Este filme americano lembra uma cena portuguesa: alguns meses atrás,
numa cerimónia de captação de investidores para a região do Alqueva, o
presidente da associação local de agricultores apontou como
dificuldade na região a falta de mão-de-obra para a agricultura. Falta
de mão-de-obra num país com 20% de desempregados é sempre motivo de
espanto e admiração. O presidente do BES, Ricardo Espírito Santo,
comentou que os portugueses preferem receber o subsídio de desemprego
em vez de trabalhar. Levantou-se então a polémica habitual com as
intervenções "oportunas" dos banqueiros e esqueceu-se a agricultura.
Interveio bem a Ministra Assunção Cristas ao falar da necessidade de
valorizar socialmente a agricultura para que as pessoas aceitem entrar
na actividade.
Não se trata aqui do "jovem agricultor" que pode compensar o rótulo
negativo de "agricultor" com outros adjectivos de carga positiva como
"empresário" ou "empreendedor". Trata-se de ultrapassar o preconceito
de colocar o/a "trabalhador agrícola" na parte mais baixa da pirâmide
social. O trabalho agrícola, por si, já encerra um conjunto de
dificuldades naturais: trabalho ao ar livre (sol, calor, pó, frio),
sujidade, cheiros, esforço necessário, etc. Não precisa de ser
rebaixado pela crítica social que ignora a necessidade básica que é a
produção de alimentos e a responsabilidade que isso acarreta, por
exemplo, em termos de segurança alimentar.

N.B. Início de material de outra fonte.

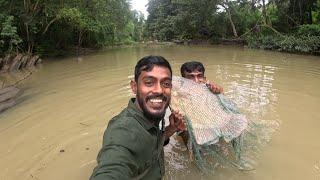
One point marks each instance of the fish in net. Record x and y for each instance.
(218, 134)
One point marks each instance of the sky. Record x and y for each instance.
(140, 5)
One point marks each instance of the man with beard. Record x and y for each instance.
(194, 71)
(133, 142)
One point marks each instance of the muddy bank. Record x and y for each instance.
(10, 65)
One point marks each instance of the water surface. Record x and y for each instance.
(55, 132)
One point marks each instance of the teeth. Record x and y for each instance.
(156, 100)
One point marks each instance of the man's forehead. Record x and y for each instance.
(157, 72)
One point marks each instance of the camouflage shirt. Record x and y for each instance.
(130, 148)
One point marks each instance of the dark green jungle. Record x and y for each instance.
(56, 27)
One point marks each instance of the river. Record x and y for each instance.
(55, 131)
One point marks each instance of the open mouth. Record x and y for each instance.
(156, 102)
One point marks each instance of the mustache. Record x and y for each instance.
(161, 96)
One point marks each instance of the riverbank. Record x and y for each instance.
(10, 65)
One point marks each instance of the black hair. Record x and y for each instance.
(191, 66)
(148, 62)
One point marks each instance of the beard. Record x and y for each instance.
(154, 116)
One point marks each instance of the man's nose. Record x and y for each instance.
(158, 88)
(196, 79)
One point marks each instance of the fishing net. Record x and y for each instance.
(218, 134)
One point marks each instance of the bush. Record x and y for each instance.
(287, 43)
(309, 30)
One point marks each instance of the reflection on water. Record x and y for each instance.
(67, 104)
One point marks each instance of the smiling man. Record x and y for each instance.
(133, 142)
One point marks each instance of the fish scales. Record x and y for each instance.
(209, 119)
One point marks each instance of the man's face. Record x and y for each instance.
(153, 91)
(196, 76)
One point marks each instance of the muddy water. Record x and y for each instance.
(56, 130)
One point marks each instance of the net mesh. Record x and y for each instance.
(218, 133)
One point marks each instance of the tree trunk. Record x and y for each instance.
(227, 8)
(264, 12)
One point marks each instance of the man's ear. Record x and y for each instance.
(133, 85)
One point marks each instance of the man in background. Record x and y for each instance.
(195, 70)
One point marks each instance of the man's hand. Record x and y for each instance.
(214, 88)
(176, 124)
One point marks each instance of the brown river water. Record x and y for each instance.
(55, 131)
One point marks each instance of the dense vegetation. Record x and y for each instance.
(284, 25)
(51, 27)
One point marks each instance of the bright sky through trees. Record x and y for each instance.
(140, 5)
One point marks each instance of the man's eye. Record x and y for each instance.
(167, 84)
(148, 83)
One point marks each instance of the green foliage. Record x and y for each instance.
(309, 30)
(53, 27)
(9, 37)
(287, 43)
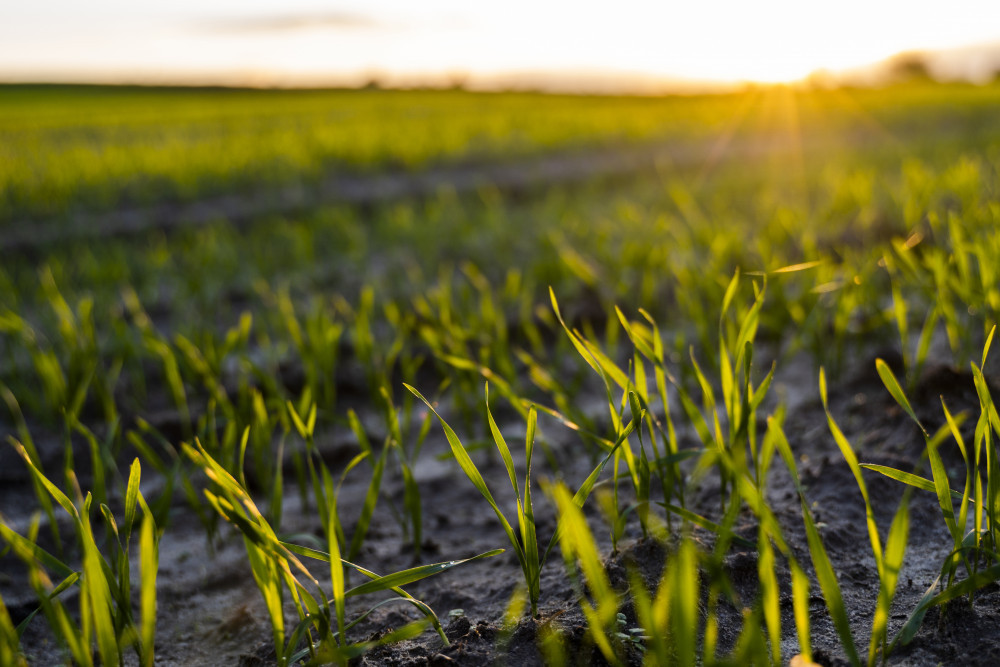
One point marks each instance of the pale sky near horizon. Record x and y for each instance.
(304, 41)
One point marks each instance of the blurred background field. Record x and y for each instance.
(823, 224)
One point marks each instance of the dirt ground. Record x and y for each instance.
(210, 613)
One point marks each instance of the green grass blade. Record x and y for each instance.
(404, 577)
(148, 565)
(852, 460)
(707, 524)
(895, 549)
(897, 392)
(470, 470)
(831, 589)
(800, 604)
(131, 497)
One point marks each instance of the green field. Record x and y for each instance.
(635, 317)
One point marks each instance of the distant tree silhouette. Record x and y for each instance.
(911, 66)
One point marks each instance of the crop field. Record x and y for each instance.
(444, 377)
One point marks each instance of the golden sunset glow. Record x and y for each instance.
(312, 42)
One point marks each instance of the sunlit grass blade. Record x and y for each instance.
(889, 379)
(852, 461)
(895, 549)
(580, 550)
(148, 564)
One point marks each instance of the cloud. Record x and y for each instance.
(290, 22)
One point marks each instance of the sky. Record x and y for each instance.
(305, 42)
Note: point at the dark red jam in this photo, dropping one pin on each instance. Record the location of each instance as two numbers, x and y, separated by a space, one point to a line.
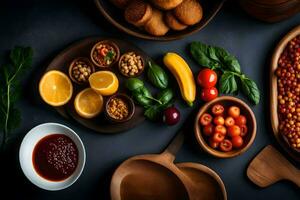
55 157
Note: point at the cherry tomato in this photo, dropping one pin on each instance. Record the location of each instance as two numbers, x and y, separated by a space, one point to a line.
241 120
217 109
207 78
213 144
218 137
237 141
219 120
226 145
208 130
208 94
229 121
244 130
205 119
234 111
220 129
234 130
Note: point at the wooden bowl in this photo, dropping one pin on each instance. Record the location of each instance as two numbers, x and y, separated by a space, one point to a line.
84 59
126 75
274 93
126 99
245 110
115 17
111 44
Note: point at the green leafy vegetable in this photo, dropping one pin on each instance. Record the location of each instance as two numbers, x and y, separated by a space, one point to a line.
157 76
217 58
10 75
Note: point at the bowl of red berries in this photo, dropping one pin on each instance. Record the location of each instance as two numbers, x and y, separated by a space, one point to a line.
225 127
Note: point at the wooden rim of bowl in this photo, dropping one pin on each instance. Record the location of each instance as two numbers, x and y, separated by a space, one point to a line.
117 49
85 59
130 104
274 93
193 29
139 73
215 152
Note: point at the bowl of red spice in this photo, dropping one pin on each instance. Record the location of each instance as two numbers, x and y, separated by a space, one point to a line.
119 108
105 54
285 93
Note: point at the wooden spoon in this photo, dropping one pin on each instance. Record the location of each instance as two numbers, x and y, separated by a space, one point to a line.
270 166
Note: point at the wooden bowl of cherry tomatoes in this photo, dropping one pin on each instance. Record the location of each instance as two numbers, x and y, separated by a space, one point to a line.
225 127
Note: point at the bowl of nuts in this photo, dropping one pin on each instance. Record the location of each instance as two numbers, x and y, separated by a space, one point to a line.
119 108
80 70
131 64
105 54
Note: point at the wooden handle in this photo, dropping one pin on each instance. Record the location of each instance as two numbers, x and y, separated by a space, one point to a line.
174 146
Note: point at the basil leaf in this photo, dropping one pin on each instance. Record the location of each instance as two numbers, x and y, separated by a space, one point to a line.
157 76
200 53
227 84
250 89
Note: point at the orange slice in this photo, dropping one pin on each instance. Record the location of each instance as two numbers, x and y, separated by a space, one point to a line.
88 103
104 82
55 88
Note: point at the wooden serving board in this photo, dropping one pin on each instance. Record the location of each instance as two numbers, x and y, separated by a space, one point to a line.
274 93
82 48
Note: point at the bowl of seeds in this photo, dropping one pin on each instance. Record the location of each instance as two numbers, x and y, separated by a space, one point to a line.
131 64
119 108
80 70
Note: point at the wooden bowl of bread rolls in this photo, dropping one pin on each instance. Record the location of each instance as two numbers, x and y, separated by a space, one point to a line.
159 19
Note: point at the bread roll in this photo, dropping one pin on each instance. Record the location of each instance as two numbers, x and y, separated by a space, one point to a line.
189 12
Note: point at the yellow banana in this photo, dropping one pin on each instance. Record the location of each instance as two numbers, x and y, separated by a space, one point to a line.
184 76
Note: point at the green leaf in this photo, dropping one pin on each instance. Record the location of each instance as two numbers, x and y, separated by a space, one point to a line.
250 89
200 52
227 84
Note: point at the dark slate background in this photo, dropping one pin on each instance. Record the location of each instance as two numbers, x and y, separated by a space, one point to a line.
50 26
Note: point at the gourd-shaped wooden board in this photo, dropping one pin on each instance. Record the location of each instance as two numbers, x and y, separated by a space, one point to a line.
274 93
82 48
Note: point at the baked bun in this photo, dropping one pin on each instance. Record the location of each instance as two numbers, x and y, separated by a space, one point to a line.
173 23
166 4
138 12
189 12
156 25
120 3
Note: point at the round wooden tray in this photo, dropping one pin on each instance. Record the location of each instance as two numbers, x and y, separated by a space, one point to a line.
82 49
115 17
273 94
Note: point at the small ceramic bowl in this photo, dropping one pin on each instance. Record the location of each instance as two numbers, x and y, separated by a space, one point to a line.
227 101
110 43
126 99
140 70
83 59
26 152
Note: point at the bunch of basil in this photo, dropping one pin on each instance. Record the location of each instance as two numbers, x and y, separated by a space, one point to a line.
217 58
154 106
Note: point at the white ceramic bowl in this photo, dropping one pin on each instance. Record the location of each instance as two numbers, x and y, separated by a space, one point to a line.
27 147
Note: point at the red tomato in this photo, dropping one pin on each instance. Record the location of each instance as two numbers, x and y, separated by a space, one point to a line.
208 94
234 131
219 120
226 145
241 120
217 109
237 141
207 78
218 137
229 121
213 144
220 129
208 130
234 111
205 119
244 130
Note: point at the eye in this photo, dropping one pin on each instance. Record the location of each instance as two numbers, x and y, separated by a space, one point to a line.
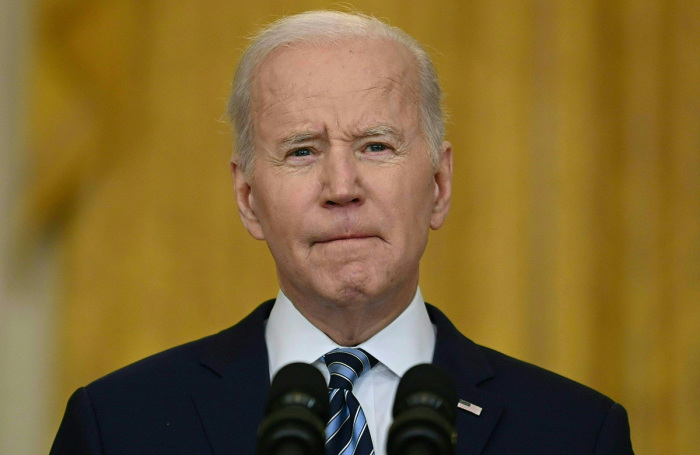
376 147
304 151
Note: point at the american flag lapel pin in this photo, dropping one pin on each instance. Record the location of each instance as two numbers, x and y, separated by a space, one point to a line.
469 407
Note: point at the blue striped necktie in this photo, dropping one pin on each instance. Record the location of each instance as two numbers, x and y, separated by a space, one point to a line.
347 432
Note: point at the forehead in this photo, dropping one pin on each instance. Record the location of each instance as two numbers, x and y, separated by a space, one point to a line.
357 75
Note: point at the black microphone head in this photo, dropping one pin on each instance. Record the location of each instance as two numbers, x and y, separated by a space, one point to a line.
427 385
296 413
299 384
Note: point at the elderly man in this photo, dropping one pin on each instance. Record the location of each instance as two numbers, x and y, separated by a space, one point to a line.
342 169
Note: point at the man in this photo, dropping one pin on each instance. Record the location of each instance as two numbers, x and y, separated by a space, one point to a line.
342 169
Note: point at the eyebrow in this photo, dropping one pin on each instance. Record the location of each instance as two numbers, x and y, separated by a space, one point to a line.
381 130
297 138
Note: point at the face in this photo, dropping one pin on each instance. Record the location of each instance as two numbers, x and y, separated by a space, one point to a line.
342 190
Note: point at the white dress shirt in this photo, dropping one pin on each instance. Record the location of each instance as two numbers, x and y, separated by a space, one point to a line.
408 341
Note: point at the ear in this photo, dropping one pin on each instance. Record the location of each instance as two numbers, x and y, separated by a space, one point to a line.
443 187
246 202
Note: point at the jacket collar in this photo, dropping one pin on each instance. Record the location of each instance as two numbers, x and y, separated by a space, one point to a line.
468 365
232 408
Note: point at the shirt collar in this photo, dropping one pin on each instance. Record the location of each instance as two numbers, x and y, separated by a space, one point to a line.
407 341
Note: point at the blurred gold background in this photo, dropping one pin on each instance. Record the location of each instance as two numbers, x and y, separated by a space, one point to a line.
573 240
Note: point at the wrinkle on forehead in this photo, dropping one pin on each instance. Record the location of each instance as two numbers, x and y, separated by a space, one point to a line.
338 89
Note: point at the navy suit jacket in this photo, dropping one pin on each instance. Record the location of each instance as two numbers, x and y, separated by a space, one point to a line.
207 397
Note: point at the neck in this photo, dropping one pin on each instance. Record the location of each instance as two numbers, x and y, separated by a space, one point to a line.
350 323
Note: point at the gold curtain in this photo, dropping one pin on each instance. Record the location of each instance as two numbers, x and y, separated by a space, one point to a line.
573 240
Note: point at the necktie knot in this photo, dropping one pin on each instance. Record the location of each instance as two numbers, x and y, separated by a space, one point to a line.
345 365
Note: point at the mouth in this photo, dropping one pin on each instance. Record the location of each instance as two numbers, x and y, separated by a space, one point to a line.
344 238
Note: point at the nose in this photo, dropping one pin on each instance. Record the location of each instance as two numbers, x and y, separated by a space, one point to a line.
341 179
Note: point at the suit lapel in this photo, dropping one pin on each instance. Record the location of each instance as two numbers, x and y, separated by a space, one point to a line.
469 367
231 407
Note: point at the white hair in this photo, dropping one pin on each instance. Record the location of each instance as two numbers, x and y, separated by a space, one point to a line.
321 28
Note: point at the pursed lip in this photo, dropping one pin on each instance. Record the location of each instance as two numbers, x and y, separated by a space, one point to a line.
336 238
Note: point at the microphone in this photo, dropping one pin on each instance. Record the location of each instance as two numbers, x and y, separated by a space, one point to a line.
295 413
425 409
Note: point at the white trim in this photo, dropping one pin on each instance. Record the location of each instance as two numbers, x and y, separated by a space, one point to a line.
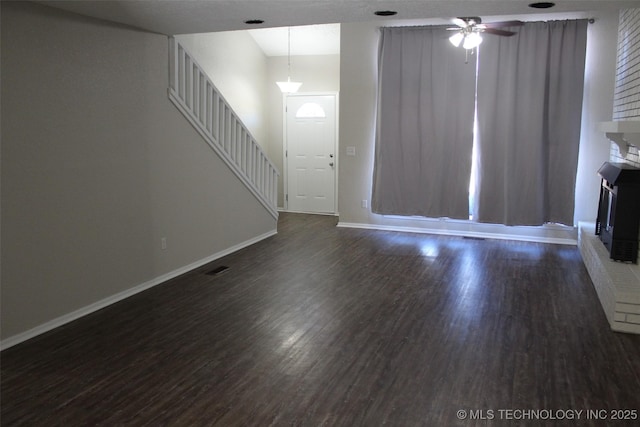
77 314
492 231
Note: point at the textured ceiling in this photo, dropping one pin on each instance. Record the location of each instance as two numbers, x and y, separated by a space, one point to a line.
199 16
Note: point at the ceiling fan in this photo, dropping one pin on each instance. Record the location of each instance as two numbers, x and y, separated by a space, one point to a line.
468 30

Que ignora os conhecimentos
necessários para tarefas complexas como conduzir um tractor, operar
máquinas com precisão (cada vez com mais equipamentos electrónicos),
aplicar produtos fitofarmacêuticos, alimentar, cuidar e ordenhar
animais. Ainda podemos encontrar algumas tarefas (limpezas, colheitas
de frutos) que exigem pouca formação, mas o tempo do trabalho agrícola
desqualificado já passou.
Os horários exigidos pela ordenha das vacas ou as madrugadas para
colher hortícolas são outra sombra que afasta os candidatos do
trabalho agrícola. Mas, atenção, horários "das 9 às 5" são cada vez
mais raros nas actividades alternativas. Todos conhecemos cada vez
mais gente a trabalhar por turnos, ao fim de semana e de noite.
Empresas que exigem disponibilidade total. Faz sentido fugir da
agricultura para receber o salário mínimo numa fábrica de confecções
ou na caixa do hipermercado? Apesar das dificuldades que o trabalho
agrícola ainda encerra, creio que em termos de "qualidade de vida"
evoluiu em sentido inverso de outros sectores. Temos hoje à disposição
ordenhas rápidas ou robots de ordenha, tractores com ar condicionado,
automotrizes para vindimar, ensilar ou debulhar milho, tudo muito
diferente do tempo em que uma multidão de trabalhadores agrícolas era
necessária para fazer manualmente o que agora faz uma máquina.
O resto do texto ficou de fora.